Esta notificação faz parte de um movimento do Kremlin para substituir tecnologias ocidentais por soluções domésticas. Alega-se que o WhatsApp é utilizado para organizar ataques terroristas e recrutar criminosos. Desde agosto, chamadas de voz e vídeo no aplicativo sofrem restrições, embora o envio de mensagens de texto continue funcionando.

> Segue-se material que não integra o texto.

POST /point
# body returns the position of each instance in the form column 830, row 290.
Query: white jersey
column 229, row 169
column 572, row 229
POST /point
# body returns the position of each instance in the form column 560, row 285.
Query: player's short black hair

A mídia local aponta que operadoras de telefonia móvel foram instruídas a bloquear o envio de códigos SMS para autenticação de usuários. Em resposta, a Meta implementou uma opção de login via senha para contornar este bloqueio. Segundo agências de notícias como Interfax e TASS, as limitações continuarão gradualmente até o cumprimento das exigências estatais. Desde o início da guerra na Ucrânia em 2022, a Rússia intensificou o controle sobre o espaço digital, banindo redes sociais americanas como Facebook, Instagram e X/Twitter, além de restringir o acesso ao YouTube e limitar conteúdos estrangeiros no TikTok.
Max: A Alternativa Obrigatória
O endurecimento contra o WhatsApp coincide com a promoção de alternativas locais. A principal delas é o Max, um superaplicativo estatal desenvolvido pela VK Co., empresa que controla a maior rede social da Rússia, conhecida como “Facebook russo”.
Inspirado no WeChat chinês, o Max centralizará diversos serviços:
- Serviços governamentais
- Armazenamento de documentos
- Transações bancárias
- Mensagens instantâneas
Desde setembro, celulares e tablets vendidos no país devem ser comercializados com o Max pré-instalado. O objetivo oficial é criar um canal de comunicação integrado aos serviços públicos. Segundo a Reuters, essa centralização de dados pode facilitar a vigilância estatal sobre os cidadãos, embora a mídia oficial russa negue, defendendo que o aplicativo solicita menos permissões que seus concorrentes ocidentais.
A estratégia de substituição de tecnologias ocidentais se estende a outros dispositivos. A partir de janeiro de 2026, todas as smart TVs vendidas em território russo deverão incluir o aplicativo Lime HD TV, garantindo acesso facilitado aos canais estatais de televisão. Essas medidas visam reduzir a dependência de ecossistemas controlados por empresas dos Estados Unidos.